Original Contributions

Ultrastructure of Early Lipid Accumulation in ApoE-Deficient Mice

M. Tamminen; G. Mottino; J. H. Qiao; J. L. Breslow; J. S. Frank

From the Departments of Medicine (G.M., J.H.Q., J.S.F.) and Physiology (J.S.F.), UCLA School of Medicine, Los Angeles, Calif, and the Laboratory of Biochemical Genetics and Metabolism, The Rockefeller University (M.T., J.L.B.), New York, NY.

Correspondence to Dr Joy S. Frank, Cardiovascular Research Laboratory, UCLA School of Medicine, MRL Building, Room 3780, 675 Circle Dr, Los Angeles, CA 90095-1760.

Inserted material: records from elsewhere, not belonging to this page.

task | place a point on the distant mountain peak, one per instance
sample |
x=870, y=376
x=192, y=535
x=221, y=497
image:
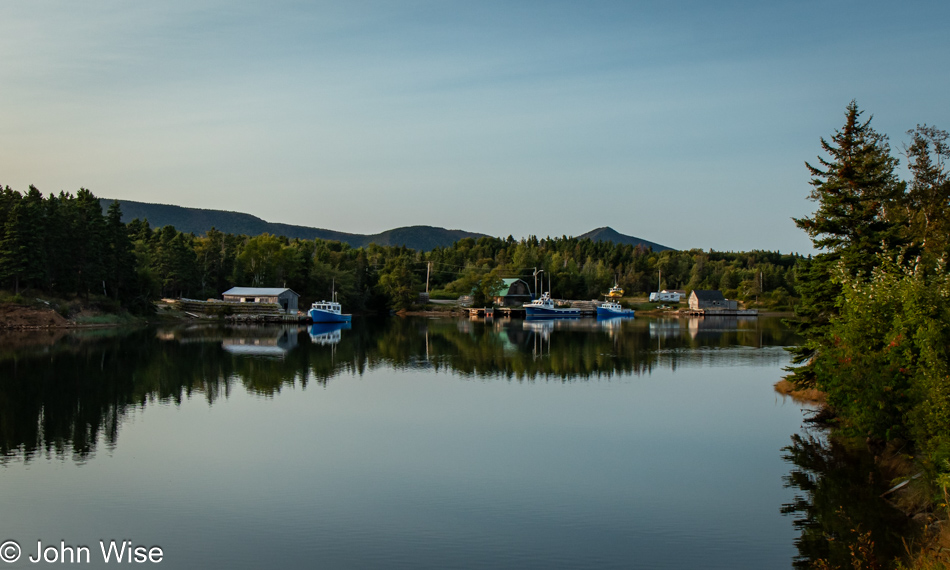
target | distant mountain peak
x=198, y=221
x=607, y=233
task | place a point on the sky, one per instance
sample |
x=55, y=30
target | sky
x=684, y=123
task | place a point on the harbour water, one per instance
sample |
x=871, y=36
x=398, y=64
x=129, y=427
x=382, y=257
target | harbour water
x=406, y=443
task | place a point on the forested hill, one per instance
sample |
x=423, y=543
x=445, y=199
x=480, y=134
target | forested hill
x=198, y=221
x=610, y=234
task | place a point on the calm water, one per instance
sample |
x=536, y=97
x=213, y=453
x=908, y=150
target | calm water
x=412, y=443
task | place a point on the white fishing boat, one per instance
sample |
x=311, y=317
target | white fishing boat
x=328, y=312
x=610, y=309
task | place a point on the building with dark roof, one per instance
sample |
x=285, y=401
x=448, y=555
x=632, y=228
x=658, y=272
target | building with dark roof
x=285, y=298
x=707, y=300
x=512, y=293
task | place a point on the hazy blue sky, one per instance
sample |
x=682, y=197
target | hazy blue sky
x=684, y=123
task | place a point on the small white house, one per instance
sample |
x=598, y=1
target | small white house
x=664, y=295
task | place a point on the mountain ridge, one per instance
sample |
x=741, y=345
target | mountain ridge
x=420, y=237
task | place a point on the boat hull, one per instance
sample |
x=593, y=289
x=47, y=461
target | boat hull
x=611, y=313
x=545, y=313
x=318, y=316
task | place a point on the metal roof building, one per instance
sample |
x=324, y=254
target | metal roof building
x=287, y=299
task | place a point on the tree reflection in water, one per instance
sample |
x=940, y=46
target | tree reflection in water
x=59, y=397
x=843, y=520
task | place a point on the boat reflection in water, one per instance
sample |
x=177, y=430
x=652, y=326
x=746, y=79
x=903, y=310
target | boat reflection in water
x=328, y=333
x=274, y=343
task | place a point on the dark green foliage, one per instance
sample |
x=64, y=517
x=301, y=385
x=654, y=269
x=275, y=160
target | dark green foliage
x=875, y=313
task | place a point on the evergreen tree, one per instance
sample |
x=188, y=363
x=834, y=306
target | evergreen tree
x=858, y=217
x=928, y=195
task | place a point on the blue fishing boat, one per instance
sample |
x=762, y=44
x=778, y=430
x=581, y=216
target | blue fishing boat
x=544, y=308
x=327, y=333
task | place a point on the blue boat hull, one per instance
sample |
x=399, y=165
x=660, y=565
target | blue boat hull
x=319, y=316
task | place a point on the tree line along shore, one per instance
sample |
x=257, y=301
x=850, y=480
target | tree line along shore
x=65, y=247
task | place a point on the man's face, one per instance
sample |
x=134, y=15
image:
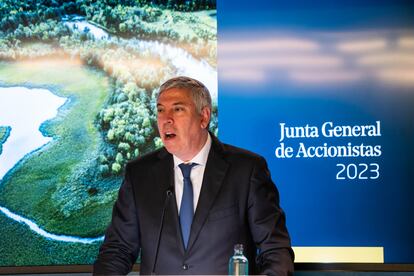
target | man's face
x=182, y=129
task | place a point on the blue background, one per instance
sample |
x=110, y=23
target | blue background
x=323, y=211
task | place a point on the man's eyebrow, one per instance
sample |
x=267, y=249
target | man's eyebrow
x=179, y=103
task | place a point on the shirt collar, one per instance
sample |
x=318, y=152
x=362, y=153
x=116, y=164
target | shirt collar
x=201, y=156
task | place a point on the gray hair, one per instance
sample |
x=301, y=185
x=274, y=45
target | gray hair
x=199, y=92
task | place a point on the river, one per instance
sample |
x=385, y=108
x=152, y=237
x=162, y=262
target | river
x=25, y=109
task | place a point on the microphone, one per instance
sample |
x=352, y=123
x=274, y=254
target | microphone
x=169, y=193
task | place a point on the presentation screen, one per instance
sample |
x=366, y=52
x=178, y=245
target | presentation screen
x=324, y=90
x=78, y=88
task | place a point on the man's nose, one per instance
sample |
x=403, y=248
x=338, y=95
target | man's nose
x=168, y=118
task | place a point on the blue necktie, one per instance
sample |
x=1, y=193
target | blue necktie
x=187, y=203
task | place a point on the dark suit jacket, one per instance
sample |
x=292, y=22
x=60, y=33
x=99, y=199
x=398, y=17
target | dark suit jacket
x=238, y=204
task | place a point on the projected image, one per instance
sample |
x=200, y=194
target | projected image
x=78, y=88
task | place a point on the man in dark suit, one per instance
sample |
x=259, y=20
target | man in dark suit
x=186, y=205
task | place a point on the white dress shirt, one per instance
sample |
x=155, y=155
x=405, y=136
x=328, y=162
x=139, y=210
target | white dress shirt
x=197, y=173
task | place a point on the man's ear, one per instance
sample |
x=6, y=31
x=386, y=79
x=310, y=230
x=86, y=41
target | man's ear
x=205, y=117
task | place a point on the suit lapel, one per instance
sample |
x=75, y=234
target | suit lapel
x=214, y=174
x=164, y=176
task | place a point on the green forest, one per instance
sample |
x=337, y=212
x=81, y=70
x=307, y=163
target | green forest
x=110, y=116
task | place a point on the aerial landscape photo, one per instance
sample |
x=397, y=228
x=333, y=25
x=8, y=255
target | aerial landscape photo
x=78, y=88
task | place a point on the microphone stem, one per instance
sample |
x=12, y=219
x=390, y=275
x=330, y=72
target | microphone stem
x=167, y=199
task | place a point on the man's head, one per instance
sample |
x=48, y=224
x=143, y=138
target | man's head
x=184, y=111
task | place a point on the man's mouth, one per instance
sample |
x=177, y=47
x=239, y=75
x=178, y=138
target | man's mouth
x=169, y=135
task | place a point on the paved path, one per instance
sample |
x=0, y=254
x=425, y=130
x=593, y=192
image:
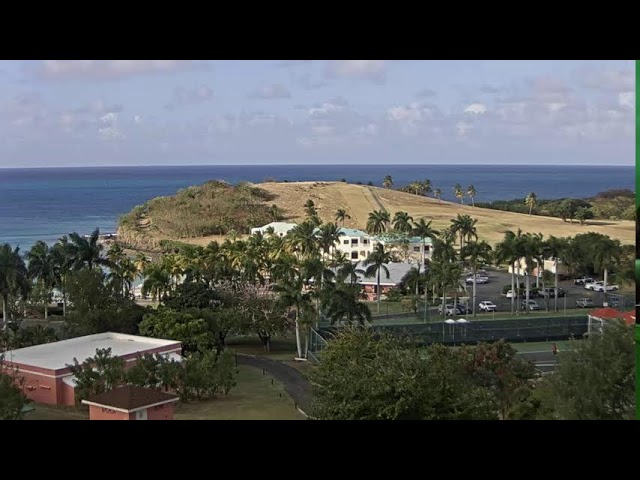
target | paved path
x=296, y=384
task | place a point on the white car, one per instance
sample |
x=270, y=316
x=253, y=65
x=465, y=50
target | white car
x=591, y=285
x=599, y=287
x=479, y=279
x=488, y=306
x=530, y=305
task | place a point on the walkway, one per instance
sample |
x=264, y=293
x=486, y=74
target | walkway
x=295, y=384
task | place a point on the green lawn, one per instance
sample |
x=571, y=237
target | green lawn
x=527, y=347
x=253, y=398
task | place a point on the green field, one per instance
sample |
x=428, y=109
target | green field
x=254, y=398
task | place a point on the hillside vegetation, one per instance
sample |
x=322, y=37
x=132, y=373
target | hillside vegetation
x=201, y=214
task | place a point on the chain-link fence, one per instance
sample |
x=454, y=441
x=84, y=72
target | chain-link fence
x=532, y=329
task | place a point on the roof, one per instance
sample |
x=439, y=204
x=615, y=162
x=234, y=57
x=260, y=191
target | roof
x=611, y=314
x=397, y=270
x=56, y=355
x=394, y=237
x=130, y=398
x=277, y=227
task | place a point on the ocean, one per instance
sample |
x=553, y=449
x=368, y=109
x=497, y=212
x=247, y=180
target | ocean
x=46, y=203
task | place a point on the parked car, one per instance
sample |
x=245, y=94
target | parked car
x=530, y=305
x=551, y=292
x=584, y=302
x=599, y=287
x=591, y=285
x=451, y=309
x=488, y=306
x=479, y=279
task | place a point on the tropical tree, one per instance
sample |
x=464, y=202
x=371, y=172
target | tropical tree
x=375, y=263
x=476, y=253
x=292, y=295
x=427, y=188
x=377, y=222
x=63, y=257
x=42, y=268
x=86, y=252
x=555, y=248
x=310, y=209
x=402, y=222
x=14, y=278
x=458, y=192
x=508, y=251
x=465, y=227
x=606, y=255
x=471, y=193
x=342, y=215
x=531, y=201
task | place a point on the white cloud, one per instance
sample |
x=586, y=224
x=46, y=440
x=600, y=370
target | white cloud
x=627, y=99
x=106, y=69
x=269, y=92
x=374, y=70
x=476, y=109
x=186, y=96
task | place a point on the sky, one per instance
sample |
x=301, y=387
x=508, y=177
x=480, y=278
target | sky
x=61, y=113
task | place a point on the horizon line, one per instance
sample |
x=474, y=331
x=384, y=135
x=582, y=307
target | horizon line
x=315, y=164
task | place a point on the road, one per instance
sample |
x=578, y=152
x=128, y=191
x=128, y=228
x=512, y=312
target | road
x=295, y=383
x=492, y=291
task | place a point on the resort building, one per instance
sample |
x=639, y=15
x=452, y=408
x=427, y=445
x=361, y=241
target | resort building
x=44, y=369
x=279, y=228
x=356, y=244
x=131, y=403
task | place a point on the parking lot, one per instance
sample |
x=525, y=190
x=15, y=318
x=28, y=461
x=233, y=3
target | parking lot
x=492, y=291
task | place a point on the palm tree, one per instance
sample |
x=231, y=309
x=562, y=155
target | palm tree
x=292, y=295
x=471, y=193
x=375, y=262
x=342, y=215
x=531, y=201
x=302, y=239
x=426, y=186
x=157, y=281
x=14, y=277
x=377, y=222
x=606, y=254
x=465, y=227
x=415, y=187
x=458, y=192
x=86, y=251
x=555, y=248
x=507, y=251
x=476, y=253
x=402, y=222
x=42, y=267
x=310, y=209
x=63, y=257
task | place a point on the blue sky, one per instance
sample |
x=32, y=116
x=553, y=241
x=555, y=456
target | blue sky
x=170, y=112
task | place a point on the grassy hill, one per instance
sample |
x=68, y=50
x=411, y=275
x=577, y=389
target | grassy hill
x=198, y=214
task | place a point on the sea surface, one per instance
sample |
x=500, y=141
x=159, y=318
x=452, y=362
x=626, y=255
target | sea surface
x=46, y=203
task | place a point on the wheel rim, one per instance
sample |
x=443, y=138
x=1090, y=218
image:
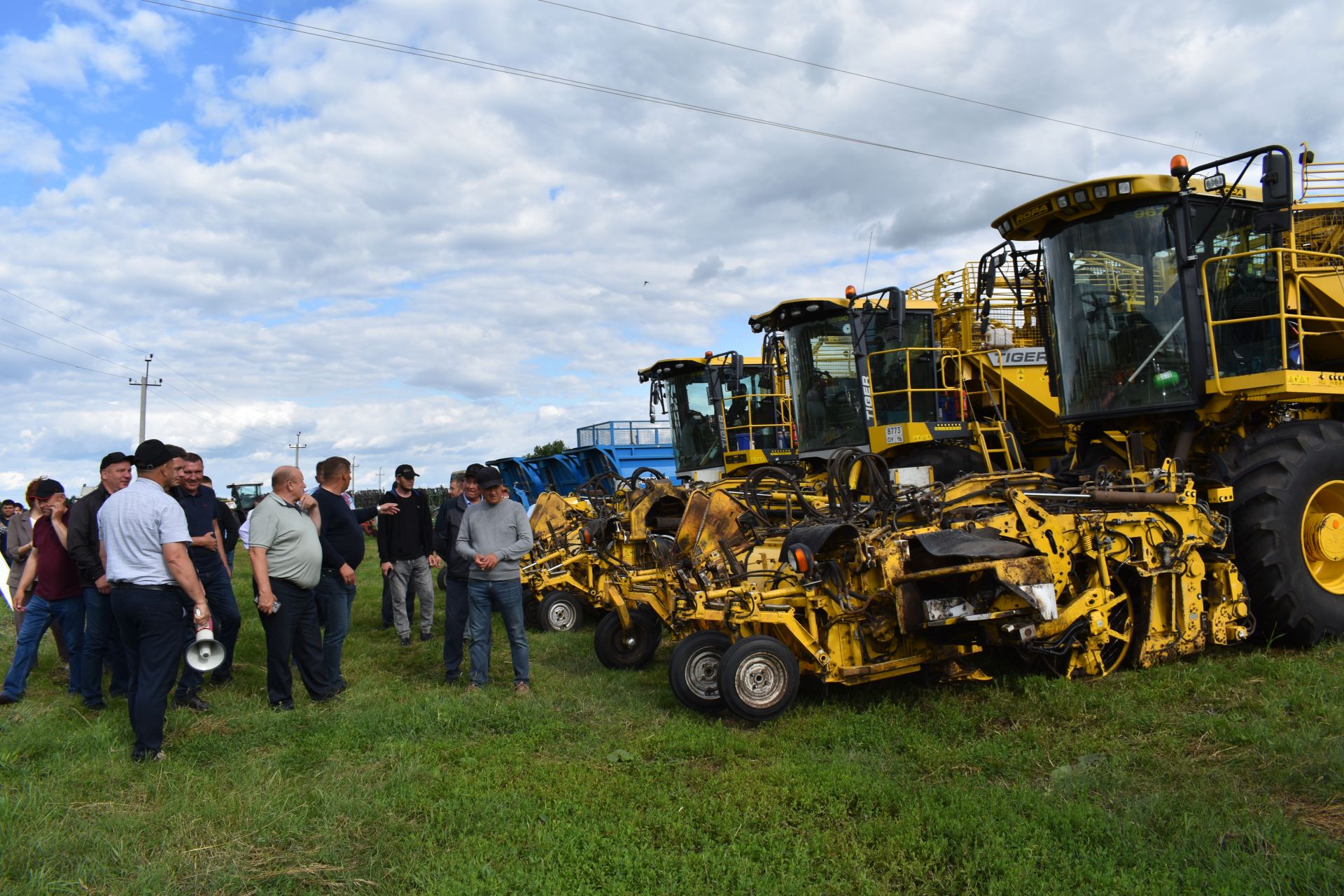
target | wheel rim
x=702, y=672
x=1323, y=536
x=761, y=680
x=561, y=615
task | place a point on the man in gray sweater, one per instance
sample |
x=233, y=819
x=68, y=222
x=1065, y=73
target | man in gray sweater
x=495, y=535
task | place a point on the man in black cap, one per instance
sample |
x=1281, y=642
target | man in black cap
x=55, y=593
x=406, y=552
x=207, y=555
x=102, y=641
x=153, y=583
x=456, y=568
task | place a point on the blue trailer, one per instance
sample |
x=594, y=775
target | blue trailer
x=615, y=447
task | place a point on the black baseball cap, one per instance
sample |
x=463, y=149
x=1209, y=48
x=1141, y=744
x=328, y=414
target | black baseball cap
x=46, y=488
x=152, y=453
x=116, y=457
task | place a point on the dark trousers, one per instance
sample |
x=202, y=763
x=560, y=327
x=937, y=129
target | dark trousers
x=226, y=621
x=454, y=624
x=292, y=630
x=102, y=643
x=151, y=634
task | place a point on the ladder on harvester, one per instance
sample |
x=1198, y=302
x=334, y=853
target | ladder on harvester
x=996, y=438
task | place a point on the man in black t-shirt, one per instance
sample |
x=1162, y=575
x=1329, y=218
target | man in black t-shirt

Abstract—Apolipoprotein (apo) E–deficient mice develop severe hypercholesterolemia and have lesions that progress from fatty streaks to fibrous plaques distributed in lesion-prone areas throughout the aorta. Lesions develop in apoE-deficient mice on a regular chow diet and will occur faster on a diet higher in cholesterol. Examination of the aortas from these mice on a chow diet by high-resolution, freeze-etch electron microscopy demonstrated lipid retention in the intima by 3 weeks of age. Lipid was retained in the matrix as individual particles between 33 and 48 nm in diameter, aligned along the collagen fibrils and in aggregates consisting of lipid particles with average diameters of 33 and 68 nm. Larger particles seemed to have formed from fusion of smaller particles. Lipid retention was more widespread in 5- and 9-week-old mice. Monocyte attachment to endothelial cells was observed by electron microscopy at 5 weeks of age. The appearance of the intimal lipid was similar to that previously described in rabbit models and suggests that lipid interaction with matrix filaments and subsequent aggregation of lipid particles are critical first steps in the process of foam cell formation.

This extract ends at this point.